Algo se mueve en la noche. Una sombra en la negrura vaga taciturna, guiada por reflejos de luna. Lentamente se desliza entre las aguas, dejando una estela que se desvanece tras las olas, ahora en calma, otrora gigantescas, rompiendo la quietud reinante.
Su pausado avance cesa al despuntar el alba, cuando el sol ilumina toda su grandeza.

¡Tierra! Gritan muchos cuando las ven, alzándose sobre la línea difusa que une cielo y mar.
Y se regocijan por su suerte, pues ignoran cuanto ocultan bajo las aguas.
Pero otros tantos las temen, y procuran jamás acercarse a ellas.
Cuando la prudencia se confunde con el miedo, éste último suele vencer.

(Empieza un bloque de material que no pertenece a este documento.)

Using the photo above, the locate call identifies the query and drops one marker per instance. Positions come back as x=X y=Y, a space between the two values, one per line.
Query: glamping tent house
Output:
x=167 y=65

Islas flotantes, las llaman. Lugares sin ombría, en las que los puntos cardinales cambian a cada momento, según viran. Pues tienen vida propia.

Gigantescos monstruos de historias olvidadas. Criaturas nacidas de mitos y leyendas, ya extintas. Lo cierto es que nunca se sumergen, sabedoras de la importancia de su presencia en la superficie, esencial para quienes habitan su lomo. Seres dependientes, pendientes de la vida que los sustenta.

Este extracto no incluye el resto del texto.